人は、他人から強く問い詰められているときは警戒心が働き、簡単には本音を明かしません。
ところが、自分から進んで気を許して話しているときは、その警戒心が緩み、ふとした拍子に隠していたはずの事実を漏らしてしまうことがあります。
この「問われては白状しないのに、自ら語るうちに白状してしまう」という人間心理の機微を捉えた言い回しが、時を経て「語るに落ちる」という形に簡略化され、定着したといわれています。
使い方・例文
「語るに落ちる」は、問い詰めても認めなかった人が、自らの発言でうっかり本音や秘密を明かしてしまった場面で使われます。

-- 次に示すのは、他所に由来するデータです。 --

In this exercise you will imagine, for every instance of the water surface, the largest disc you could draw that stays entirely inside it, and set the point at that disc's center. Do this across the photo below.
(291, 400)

- 言い訳を重ねるうちに矛盾が生じ、まさに語るに落ちる結果となった。
- 知らないと言い張っていたのに、詳しく話すうちに語るに落ちてしまった。
- 尋問には黙秘したが、雑談の中で語るに落ちる形となった。
誤用・注意点
「語る価値がない」という意味ではない
「語るに足りない」「つまらない」といった意味で誤用されることがありますが、本来の「語るに落ちる」に、話の内容が面白いかどうかという要素は含まれていません。
あくまで「話すうちにうっかり本音や秘密を漏らしてしまう」という意味に限定して使うのが正しい使い方です。
「語るに落ちない」という表現はない
「語るに落ちる」を打ち消した「語るに落ちない」という言い方は、慣用句として存在しません。

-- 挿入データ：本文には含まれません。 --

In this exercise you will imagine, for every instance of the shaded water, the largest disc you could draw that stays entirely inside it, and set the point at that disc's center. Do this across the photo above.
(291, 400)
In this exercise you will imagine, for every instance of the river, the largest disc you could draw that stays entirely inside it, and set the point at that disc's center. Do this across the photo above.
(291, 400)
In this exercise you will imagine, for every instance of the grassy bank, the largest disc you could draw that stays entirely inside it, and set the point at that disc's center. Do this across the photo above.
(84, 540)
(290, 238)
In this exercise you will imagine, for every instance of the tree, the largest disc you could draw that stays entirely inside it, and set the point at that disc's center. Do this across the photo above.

この言葉は、あくまで「語るに落ちる」という一つの決まった形で使われます。
類義語・関連語
「語るに落ちる」と同様に、うっかり本音や秘密を漏らしてしまう様子を表す言葉には、以下のようなものがあります。
- 口が滑る(くちがすべる):
言ってはいけないことを、うっかり話してしまうこと。 - ぼろを出す(ぼろをだす):
隠していた欠点や失敗を、うっかり表に出してしまうこと。
「語るに落ちる」と「口が滑る」の違い
どちらもうっかり口を滑らせる様子を表しますが、状況設定に違いがあります。
「語るに落ちる」は、問い詰められては話さないのに自ら話すうちに白状してしまうという心理の対比を示すのに対し、「口が滑る」は状況を問わず、単にうっかり言ってはいけないことを口にしてしまう場合に使われます。
| 語句 | 特徴 |
|---|---|
| 語るに落ちる (かたるにおちる) | 問い詰められては話さないのに、自ら話すうちに白状する心理を示す。 |
| 口が滑る (くちがすべる) | 状況を問わず、うっかり言ってはいけないことを話してしまう。 |
英語表現
「語るに落ちる」を英語で表現する場合、以下のフレーズが適しています。
give oneself away
直訳は「自分自身を明け渡す」で、言葉や態度から無意識に本心や秘密を漏らしてしまう様子を表す表現。
He tried to stay calm, but his nervous laugh gave him away.
(彼は平静を装おうとしたが、上ずった笑い声で語るに落ちる結果となった。)
「落ちる」は自白を意味する言葉だった
「語るに落ちる」は、「問うに落ちず語るに落ちる」ということわざを略した言い方です。
ここでの「落ちる」は、取り調べで容疑者が自白することを指す言葉として使われてきました。
問い詰められている間は警戒して口を割らないのに、自分から話し始めると油断して、うっかり真実を漏らしてしまうという人の心の動きを表しています。
芥川龍之介の随筆『侏儒の言葉』(1923~27年)にもこの言葉が使われており、近代の文章語としても定着していたことがうかがえます。